Nos últimos meses, a CNM, juntamente com as representações das entidades municipalistas estaduais, organizou inúmeras reuniões com o governo federal sobre a necessidade de manutenção e aprimoramento do Programa Mais Médicos, com adoção gradual de novas estratégias para interiorização e fixação dos profissionais médicos e outras categorias necessárias para o atendimento básico às populações. Em audiências recentes com o ministro da Saúde, a Confederação discutiu inclusive a ampliação do Programa para Municípios e regiões que ainda apresentam a ausência e a dificuldade de fixação do profissional médico.
O anúncio referente à decisão do Ministério da Saúde de Cuba de rescindir a parceria, na última quarta-feira, 14, aflige prefeitos e prefeitas desta Confederação. Imediatamente, a entidade buscou em Brasília o atual governo e o governo de transição para que, em conjunto, fosse possível adotar medidas que garantam a manutenção dos serviços de atenção básica de saúde. Cabe destacar que, na última década, estudo apontou que o gasto com o setor de Saúde sofreu uma defasagem de 42%, o que sobrecarregou os cofres municipais. Os Municípios, que deveriam investir 15% dos recursos no setor, já ultrapassam, em alguns casos, a marca de 32% do seu orçamento, não tendo condições de assumir novas despesas.

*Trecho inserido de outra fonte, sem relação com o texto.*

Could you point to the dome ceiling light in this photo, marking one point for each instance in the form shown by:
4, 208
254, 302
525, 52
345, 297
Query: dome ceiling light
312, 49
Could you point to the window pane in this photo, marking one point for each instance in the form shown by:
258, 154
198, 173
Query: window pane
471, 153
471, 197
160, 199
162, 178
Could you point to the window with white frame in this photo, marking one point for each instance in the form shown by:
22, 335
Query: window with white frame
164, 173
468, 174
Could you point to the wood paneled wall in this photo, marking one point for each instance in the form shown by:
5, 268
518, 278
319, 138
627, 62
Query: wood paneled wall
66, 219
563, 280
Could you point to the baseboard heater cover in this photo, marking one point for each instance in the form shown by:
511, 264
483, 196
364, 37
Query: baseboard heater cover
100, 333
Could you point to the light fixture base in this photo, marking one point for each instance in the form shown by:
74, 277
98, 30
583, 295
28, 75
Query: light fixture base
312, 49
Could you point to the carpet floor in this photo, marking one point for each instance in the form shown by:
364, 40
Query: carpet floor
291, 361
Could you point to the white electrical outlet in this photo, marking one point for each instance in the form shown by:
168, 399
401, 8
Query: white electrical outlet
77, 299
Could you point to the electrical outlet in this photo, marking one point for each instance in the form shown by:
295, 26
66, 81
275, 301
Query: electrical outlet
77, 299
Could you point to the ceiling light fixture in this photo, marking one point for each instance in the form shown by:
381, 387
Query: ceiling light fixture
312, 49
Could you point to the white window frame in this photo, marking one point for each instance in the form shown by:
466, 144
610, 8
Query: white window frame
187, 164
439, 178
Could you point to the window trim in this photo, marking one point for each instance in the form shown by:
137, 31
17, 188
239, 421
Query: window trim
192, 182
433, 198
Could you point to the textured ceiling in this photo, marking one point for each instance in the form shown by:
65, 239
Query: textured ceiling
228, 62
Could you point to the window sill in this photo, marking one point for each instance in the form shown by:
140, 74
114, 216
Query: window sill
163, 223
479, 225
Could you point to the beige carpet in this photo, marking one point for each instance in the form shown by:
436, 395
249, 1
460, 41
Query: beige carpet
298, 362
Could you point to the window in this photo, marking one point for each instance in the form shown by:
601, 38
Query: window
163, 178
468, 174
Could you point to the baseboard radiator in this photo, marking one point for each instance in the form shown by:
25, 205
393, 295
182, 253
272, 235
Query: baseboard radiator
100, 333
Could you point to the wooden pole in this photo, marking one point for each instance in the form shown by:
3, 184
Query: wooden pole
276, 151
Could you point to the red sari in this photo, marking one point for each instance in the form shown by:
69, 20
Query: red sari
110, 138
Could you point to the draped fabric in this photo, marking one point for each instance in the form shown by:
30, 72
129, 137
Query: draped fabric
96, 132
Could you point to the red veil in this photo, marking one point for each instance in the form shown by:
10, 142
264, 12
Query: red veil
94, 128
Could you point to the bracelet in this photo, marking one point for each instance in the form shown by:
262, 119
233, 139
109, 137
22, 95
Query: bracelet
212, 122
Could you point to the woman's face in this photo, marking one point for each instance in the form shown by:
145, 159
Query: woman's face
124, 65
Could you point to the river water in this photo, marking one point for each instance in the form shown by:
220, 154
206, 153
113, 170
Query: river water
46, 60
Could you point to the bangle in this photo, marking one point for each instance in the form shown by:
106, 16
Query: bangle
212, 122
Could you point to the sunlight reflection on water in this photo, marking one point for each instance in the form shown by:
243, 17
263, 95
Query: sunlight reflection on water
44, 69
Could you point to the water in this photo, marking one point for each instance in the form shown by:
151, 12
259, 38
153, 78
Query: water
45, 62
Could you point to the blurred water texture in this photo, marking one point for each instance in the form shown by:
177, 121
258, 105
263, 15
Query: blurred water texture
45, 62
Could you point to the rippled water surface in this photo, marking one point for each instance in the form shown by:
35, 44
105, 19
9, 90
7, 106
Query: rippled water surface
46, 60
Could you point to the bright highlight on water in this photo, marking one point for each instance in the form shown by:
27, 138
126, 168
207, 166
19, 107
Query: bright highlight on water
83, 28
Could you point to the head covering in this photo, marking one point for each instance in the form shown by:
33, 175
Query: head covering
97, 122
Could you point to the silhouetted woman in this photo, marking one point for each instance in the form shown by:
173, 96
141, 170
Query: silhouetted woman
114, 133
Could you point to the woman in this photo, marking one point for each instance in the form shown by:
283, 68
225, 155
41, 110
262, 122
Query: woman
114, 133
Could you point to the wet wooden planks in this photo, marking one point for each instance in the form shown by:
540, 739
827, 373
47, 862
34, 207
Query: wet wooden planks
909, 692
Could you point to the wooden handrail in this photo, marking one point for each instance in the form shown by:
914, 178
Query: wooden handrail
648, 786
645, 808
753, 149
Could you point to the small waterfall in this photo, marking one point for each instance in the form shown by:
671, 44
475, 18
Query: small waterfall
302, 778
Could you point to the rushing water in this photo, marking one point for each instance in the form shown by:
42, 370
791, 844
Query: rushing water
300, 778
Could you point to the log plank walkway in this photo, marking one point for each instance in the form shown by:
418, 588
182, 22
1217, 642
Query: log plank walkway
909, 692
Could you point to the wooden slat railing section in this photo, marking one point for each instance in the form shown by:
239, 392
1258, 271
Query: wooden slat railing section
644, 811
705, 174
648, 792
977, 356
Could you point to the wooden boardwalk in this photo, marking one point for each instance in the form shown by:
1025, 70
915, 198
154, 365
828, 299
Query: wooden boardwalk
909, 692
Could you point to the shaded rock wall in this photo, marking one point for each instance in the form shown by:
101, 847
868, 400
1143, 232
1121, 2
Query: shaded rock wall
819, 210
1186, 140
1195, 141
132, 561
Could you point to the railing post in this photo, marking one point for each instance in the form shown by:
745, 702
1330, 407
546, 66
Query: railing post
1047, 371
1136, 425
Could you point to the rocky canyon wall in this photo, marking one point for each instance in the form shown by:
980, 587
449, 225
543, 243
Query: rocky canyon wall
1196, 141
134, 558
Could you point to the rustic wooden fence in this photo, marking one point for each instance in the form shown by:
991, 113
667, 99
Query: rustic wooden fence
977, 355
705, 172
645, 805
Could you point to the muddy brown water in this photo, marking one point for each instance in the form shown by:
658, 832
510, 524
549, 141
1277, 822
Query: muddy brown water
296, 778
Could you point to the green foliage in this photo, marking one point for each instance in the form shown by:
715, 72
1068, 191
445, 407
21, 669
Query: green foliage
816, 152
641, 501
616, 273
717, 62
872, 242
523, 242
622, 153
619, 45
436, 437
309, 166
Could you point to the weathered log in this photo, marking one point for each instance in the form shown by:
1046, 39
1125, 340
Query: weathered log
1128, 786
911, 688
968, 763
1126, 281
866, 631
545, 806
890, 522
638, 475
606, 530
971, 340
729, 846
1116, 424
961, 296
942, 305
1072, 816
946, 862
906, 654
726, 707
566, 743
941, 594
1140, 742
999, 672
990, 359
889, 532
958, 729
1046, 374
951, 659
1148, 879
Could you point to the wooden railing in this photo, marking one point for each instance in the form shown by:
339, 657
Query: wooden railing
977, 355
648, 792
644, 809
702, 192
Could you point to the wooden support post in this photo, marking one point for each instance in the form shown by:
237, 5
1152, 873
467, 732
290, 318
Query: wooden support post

A presente situação é de extrema preocupação, podendo levar a estado de calamidade pública, e exige superação em curto prazo. Nesse sentido, a CNM aposta no diálogo entre as partes para os médicos cubanos permanecerem no país pelo menos até o final deste ano ou, se possível, por tempo maior a ser acordado entre os dois países. Durante esse período, acreditamos que o governo federal e de transição encontrarão as condições adequadas para a manutenção do Programa. Enquanto aguardamos a rápida resolução do ocorrido pelo órgão competente, estamos certos de que os gestores municipais manterão o máximo empenho para seguir o atendimento à saúde de suas comunidades.
Os Municípios brasileiros, na missão de prestar serviços públicos à população, representados pela Confederação Nacional de Municípios, não medirão esforços para a resolução deste impasse.